ThisWeek UA 06/30/2011
For AECOM principal Pete Sechler, the Lane Avenue study isn’t just business, it’s the opportunity to have an impact on the town where he grew up and still has family.
“This is a challenging assignment,” Sechler said. “I appreciate the residents’ frustration, and there are some very smart people on all sides of this working on this very difficult problem.”
AECOM and Sechler began the study in May after city council voted to move forward to evaluate current and future traffic patterns, parking issues and development along the Lane Avenue corridor.
Sechler hosted a public forum June 21 at the municipal building, and 40 residents attended to provide their feedback to study findings. He also gave a presentation Thursday, June 23.

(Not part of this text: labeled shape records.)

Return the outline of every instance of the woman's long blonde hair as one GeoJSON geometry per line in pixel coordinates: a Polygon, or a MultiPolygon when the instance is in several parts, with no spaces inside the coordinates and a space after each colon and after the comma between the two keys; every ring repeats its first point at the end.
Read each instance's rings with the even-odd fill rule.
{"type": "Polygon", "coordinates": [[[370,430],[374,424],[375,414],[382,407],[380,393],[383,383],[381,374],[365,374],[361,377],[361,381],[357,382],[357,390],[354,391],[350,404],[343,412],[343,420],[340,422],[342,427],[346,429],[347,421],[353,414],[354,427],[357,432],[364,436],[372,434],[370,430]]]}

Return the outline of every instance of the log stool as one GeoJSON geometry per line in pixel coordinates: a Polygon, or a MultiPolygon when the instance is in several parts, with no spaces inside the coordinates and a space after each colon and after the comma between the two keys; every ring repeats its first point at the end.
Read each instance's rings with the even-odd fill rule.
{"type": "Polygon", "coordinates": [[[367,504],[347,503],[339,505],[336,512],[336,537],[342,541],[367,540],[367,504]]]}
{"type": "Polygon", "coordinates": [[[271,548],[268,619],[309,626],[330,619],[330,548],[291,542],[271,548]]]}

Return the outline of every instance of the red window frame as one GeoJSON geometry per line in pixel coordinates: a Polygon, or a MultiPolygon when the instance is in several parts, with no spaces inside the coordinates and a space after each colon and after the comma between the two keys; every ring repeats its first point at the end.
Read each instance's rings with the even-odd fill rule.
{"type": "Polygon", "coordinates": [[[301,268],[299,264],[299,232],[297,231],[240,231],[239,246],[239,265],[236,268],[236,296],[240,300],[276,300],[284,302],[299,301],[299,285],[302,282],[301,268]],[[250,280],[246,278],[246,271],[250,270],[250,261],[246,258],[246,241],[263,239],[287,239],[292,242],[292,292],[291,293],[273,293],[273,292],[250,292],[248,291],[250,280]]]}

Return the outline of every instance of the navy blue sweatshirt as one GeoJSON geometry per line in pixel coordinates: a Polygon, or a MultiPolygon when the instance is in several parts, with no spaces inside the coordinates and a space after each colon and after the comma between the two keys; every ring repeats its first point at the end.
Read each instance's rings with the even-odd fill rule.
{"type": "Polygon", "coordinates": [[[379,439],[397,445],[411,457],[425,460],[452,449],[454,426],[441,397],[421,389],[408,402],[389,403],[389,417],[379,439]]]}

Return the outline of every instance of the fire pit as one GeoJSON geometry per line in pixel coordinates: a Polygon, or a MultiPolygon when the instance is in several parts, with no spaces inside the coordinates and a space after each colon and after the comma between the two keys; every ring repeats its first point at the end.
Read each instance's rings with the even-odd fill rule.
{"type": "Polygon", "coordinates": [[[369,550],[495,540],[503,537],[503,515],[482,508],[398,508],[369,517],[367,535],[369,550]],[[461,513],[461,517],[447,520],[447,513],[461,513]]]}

“What makes this a unique situation is that we have low-density suburban housing next to a corridor that we’re trying to urbanize with virtually no buffer, and both the commercial and the residential are very successful,” Sechler said. “Most times on a project like this, one of these areas is distressed, so packaging the land purchases are not cost- or socially prohibitive to create that buffer in between.”

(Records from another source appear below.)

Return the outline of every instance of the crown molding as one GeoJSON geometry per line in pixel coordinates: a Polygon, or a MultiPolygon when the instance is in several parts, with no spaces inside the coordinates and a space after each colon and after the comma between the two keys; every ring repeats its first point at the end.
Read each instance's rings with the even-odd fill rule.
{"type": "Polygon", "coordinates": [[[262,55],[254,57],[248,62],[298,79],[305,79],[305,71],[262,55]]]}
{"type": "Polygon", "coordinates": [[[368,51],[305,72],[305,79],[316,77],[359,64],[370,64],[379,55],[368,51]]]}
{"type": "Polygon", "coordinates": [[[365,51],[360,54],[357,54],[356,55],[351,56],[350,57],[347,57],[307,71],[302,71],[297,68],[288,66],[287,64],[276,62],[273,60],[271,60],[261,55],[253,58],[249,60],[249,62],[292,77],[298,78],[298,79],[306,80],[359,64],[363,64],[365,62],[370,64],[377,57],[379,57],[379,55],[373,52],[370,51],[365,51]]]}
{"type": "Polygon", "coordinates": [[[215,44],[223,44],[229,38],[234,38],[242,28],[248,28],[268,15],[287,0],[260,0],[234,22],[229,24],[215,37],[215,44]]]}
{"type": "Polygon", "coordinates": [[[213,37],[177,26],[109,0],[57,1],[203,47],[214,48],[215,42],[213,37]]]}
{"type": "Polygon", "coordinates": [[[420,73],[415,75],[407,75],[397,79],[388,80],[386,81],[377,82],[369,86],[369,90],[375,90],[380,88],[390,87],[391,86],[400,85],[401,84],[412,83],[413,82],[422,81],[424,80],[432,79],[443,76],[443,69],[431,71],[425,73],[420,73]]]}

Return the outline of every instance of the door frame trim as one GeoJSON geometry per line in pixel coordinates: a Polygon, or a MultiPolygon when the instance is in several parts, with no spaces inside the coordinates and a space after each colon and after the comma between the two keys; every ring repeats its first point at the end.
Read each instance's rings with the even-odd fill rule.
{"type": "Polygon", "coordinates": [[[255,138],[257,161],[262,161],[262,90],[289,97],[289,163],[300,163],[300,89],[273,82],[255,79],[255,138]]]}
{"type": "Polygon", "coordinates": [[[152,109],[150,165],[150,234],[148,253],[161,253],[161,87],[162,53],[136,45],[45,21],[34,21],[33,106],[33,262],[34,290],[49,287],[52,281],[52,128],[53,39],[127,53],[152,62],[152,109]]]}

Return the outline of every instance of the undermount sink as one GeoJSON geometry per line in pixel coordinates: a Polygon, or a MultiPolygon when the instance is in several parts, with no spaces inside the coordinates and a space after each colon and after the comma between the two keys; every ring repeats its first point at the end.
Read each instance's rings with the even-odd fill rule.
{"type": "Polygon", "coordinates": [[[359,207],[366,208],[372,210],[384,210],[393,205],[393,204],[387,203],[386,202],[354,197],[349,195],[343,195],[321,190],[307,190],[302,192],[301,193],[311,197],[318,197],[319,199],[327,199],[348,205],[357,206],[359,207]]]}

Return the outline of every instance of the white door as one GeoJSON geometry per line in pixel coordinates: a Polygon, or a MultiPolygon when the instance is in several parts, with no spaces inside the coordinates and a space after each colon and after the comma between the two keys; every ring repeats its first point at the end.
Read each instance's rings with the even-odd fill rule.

The approach for the Lane Avenue study began by reviewing the city’s 2001 Master Plan, according to Sechler. After looking at what that vision was, and determining which assumptions were correct or incorrect based on today’s reality, a judgment will be made on what actions should be taken to implement the resulting vision.
“Ten years ago, the assumption was the Lane Avenue Shopping Center would be torn down and redeveloped differently, including a parking structure,” Sechler said. “But that never happened. Market forces are now driving development on the north side of the street instead.”

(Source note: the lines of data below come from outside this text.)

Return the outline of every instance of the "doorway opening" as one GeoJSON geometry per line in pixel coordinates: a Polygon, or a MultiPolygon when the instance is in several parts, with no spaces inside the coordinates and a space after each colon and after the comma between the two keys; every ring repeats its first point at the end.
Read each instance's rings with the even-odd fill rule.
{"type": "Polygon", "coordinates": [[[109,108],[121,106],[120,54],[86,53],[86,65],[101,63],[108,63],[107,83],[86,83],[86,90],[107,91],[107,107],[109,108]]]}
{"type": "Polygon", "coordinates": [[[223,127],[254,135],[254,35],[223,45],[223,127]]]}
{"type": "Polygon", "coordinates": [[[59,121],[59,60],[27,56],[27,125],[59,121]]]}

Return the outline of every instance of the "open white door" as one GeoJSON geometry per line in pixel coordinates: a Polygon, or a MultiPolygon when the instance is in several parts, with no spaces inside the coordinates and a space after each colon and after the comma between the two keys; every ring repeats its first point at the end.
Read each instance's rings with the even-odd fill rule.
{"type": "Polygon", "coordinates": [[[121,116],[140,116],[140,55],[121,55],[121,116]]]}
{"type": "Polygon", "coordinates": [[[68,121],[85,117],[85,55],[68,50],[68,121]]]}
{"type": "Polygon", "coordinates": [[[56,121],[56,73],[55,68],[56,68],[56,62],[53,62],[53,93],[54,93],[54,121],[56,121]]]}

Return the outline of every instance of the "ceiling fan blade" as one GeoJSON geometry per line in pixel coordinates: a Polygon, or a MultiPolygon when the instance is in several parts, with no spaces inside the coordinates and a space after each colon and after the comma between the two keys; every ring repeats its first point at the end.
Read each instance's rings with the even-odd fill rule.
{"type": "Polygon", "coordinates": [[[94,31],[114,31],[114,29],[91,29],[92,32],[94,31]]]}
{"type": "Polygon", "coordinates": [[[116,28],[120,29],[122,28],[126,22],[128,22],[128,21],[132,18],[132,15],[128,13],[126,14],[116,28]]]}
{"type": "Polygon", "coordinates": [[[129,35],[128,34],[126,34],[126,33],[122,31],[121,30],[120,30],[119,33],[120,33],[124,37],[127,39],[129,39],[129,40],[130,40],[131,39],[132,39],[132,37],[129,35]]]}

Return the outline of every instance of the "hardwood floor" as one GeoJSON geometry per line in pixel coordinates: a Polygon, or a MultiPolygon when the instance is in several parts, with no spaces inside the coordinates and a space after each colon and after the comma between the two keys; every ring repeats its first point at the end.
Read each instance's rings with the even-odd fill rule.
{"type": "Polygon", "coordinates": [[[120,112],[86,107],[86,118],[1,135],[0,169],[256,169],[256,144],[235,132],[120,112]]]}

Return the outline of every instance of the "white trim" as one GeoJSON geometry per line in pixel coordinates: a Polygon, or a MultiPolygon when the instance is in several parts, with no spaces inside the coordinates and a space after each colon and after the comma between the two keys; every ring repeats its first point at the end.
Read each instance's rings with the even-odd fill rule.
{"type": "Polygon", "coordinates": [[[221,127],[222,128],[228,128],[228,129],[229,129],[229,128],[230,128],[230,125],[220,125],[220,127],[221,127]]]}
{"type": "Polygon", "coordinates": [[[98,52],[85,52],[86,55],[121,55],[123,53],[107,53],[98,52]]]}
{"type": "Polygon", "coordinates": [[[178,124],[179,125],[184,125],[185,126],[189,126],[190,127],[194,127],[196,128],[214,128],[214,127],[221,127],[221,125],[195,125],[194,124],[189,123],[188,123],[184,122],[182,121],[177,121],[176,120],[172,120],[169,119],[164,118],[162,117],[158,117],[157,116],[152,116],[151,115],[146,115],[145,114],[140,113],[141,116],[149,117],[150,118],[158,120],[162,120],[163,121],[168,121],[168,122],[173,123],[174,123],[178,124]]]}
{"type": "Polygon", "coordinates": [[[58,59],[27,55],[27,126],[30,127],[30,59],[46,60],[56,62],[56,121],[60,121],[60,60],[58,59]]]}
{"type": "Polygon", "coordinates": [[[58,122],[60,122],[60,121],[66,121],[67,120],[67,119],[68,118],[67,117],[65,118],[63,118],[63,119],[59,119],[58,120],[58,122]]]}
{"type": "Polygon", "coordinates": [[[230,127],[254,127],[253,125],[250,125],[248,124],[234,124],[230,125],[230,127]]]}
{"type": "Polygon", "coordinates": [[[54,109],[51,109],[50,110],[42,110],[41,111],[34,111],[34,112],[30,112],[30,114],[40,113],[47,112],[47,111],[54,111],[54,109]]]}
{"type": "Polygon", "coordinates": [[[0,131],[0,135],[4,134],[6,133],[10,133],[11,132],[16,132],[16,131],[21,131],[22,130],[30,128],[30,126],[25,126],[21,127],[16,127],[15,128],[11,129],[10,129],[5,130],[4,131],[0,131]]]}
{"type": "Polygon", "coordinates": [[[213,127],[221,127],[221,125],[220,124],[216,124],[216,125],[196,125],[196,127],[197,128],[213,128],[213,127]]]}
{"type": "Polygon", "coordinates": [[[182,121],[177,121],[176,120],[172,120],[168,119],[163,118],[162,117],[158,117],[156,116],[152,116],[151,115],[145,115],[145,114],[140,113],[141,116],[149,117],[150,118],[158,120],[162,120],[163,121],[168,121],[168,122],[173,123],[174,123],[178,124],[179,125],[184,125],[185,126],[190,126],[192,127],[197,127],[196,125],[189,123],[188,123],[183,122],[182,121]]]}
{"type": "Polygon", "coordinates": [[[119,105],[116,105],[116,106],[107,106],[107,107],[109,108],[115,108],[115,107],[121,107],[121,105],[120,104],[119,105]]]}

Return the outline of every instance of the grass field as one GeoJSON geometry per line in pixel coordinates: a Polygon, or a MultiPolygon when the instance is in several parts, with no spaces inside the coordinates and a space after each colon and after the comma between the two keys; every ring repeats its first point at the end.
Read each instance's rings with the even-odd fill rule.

Sechler said that ultimately the success of the Wine Bistro and Arlington Commons brought to light a land use problem that has been just under the surface since the Master Plan was developed, due to the lack of a parking structure. At the public forum, he highlighted what AECOM believes are the key issues to allow both the residential and the commercial to be successful and coexist:
• Three cars per 1,000 square feet of development is inadequate without an additional shared parking solution.
• The 48-foot maximum height isn’t tall enough for a four story building based on how the plan is written.
• The floor area ratio, as written, requires a parking structure for even the most basic of buildings.
• A 10-foot buffer between residential property lines and the hardscape of a redevelopment is not enough for these successful businesses.
• One-acre minimum lot size forces developers to bundle together lots, which is good, but cost-prohibitive.
City economic development director Matt Shad said that the one-acre lot assemblies on Lane Avenue are costing developers $1 million and up, but that the standard office development in central Ohio builds on land purchased for $250,000.
According to Shad, the current market for the land on Lane Avenue is retail and restaurants, based on the real estate and parking factors.
“We’ve talked in small sessions with over 75 people, commercial owners and residents, including people from every one of the side streets, and we’ve had these public forums,” Sechler said. “I think the city at large wants these kinds of amenities. There is also an economic reality that the city cannot afford to just let commercial property go fallow.”
AECOM is scheduled to review the study results and feedback from the June 21 and 23 public meetings during the next month before bringing its plan to the city later in the summer.
“We don’t have a magic bullet, but there is a series of strategies and policies which are sensitive to the needs and issues of neighbors, both residential and commercial,” Sechler said. “I think these are all good problems to have. Upper Arlington is a community of choice and these problems are indicative of that. The city is responding to internal and external pressures right now.
“When I was growing up here, the outside pressures were very different. Hilliard was still all farmland and something like the Grandview Yard wasn’t even conceivable.”